Tuesday, June 26, 2018

Cessna P210 Pressurized Centurion, N3896P: Fatal accident June 24, 2018 near Coleman A. Young Municipal Airport (KDET), Wayne County, Michigan

Those who may have information that might be relevant to the National Transportation Safety Board investigation may contact them by email eyewitnessreport@ntsb.gov, and any friends and family who want to contact investigators about the accident should email assistance@ntsb.gov.

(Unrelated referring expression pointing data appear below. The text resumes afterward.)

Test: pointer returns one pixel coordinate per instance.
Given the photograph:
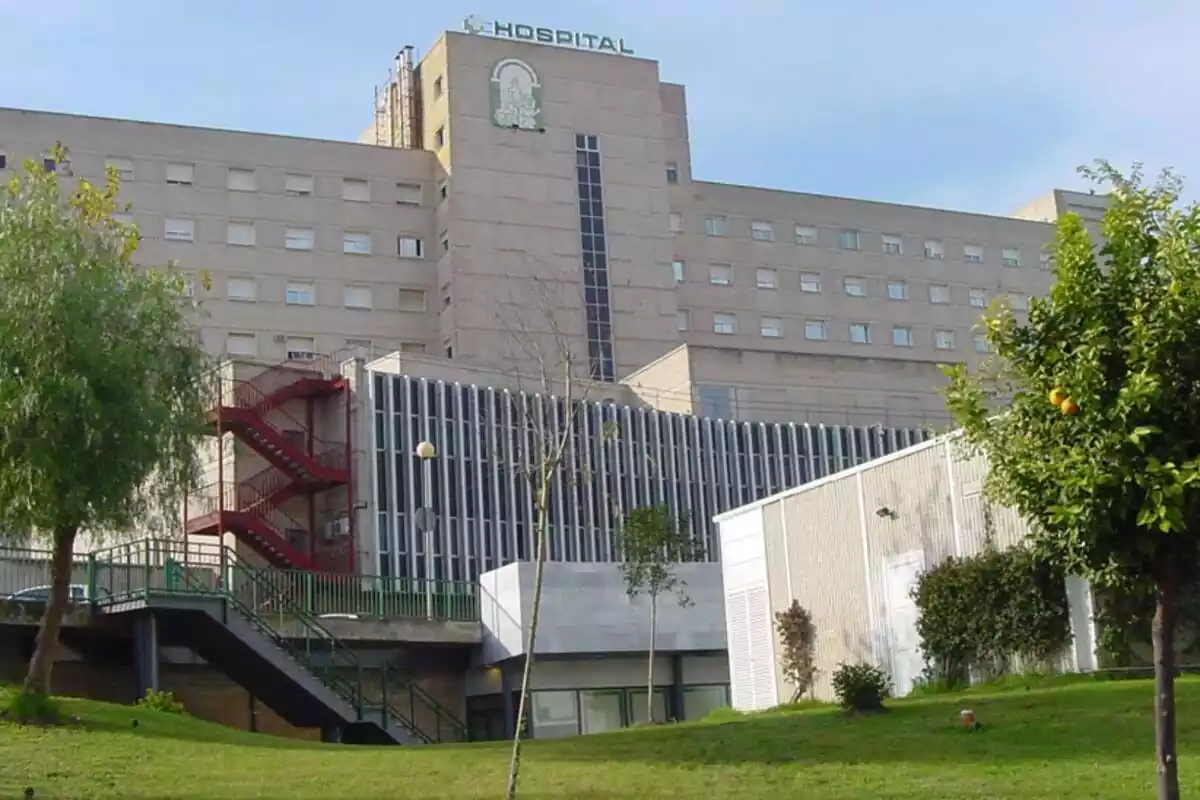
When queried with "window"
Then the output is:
(411, 300)
(725, 323)
(241, 289)
(245, 344)
(301, 348)
(805, 235)
(357, 242)
(180, 174)
(409, 247)
(124, 167)
(762, 232)
(300, 294)
(241, 180)
(939, 293)
(355, 190)
(298, 185)
(771, 328)
(408, 193)
(240, 233)
(178, 229)
(298, 239)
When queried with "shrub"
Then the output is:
(859, 687)
(160, 701)
(797, 639)
(978, 613)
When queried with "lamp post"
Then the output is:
(427, 519)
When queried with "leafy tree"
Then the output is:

Federal Aviation Administration / Flight Standards District Office; East Michigan

Aircraft crashed in a vacant lot and was destroyed by fire.


Date: 25-JUN-18
Time: 00:33:00Z
Regis#: N3896P
Aircraft Make: CESSNA
Aircraft Model: P210N
Event Type: ACCIDENT
Highest Injury: FATAL
Aircraft Missing: No
Activity: UNKNOWN
Flight Phase: LANDING (LDG)
Operation: 91

Julie (left) and Greg Boaz

Lone Star Grill, Bacliff, Texas, owner Greg Boaz and his wife Julie died in a plane crash on Sunday night. Greg's 17-year-old son, Peyton, is in critical condition in a Detroit area hospital with his mother Jaime by his side.

Peyton Boaz

Terrifying video captured the moment a 17-year-old teen tumbled out of and escaped the flaming wreckage of a small plane that crashed in Detroit, killing his parents, according to reports.

The Cessna P210 Pressurized Centurion, which was enroute to Coleman A. Young International Airport from Arkansas, apparently struck a power line and tree Sunday night, Detroit police Capt. Mark Thornton said.

The crash killed a Texas couple — Greg Boaz, 54, and his wife, Julie, 48 — and left their son Peyton critically injured, a family member told WXYZ.

Danny Boaz, Greg’s cousin, said Greg hadn’t flown in the last decade.

He said Greg, who bought the plane last week, and his family were heading to Detroit for Greg’s daughter’s cheer competition.

“I was asking if he flies anymore, he said ‘no,'” Danny said. “He was thinking about getting back into it. I really believe that the conversation kind of piqued his interest in flying again.”

Police credited Cordell Owens with making sure the boy made it out alive, using an ax to put a hole in the fuselage.

“The plane crashed and we start running towards it and it was a small plane and the flames were out of control, it started burning and the gentleman in the plane started hollering and screaming, and that was when I went to work,” he said, WXYZ reported.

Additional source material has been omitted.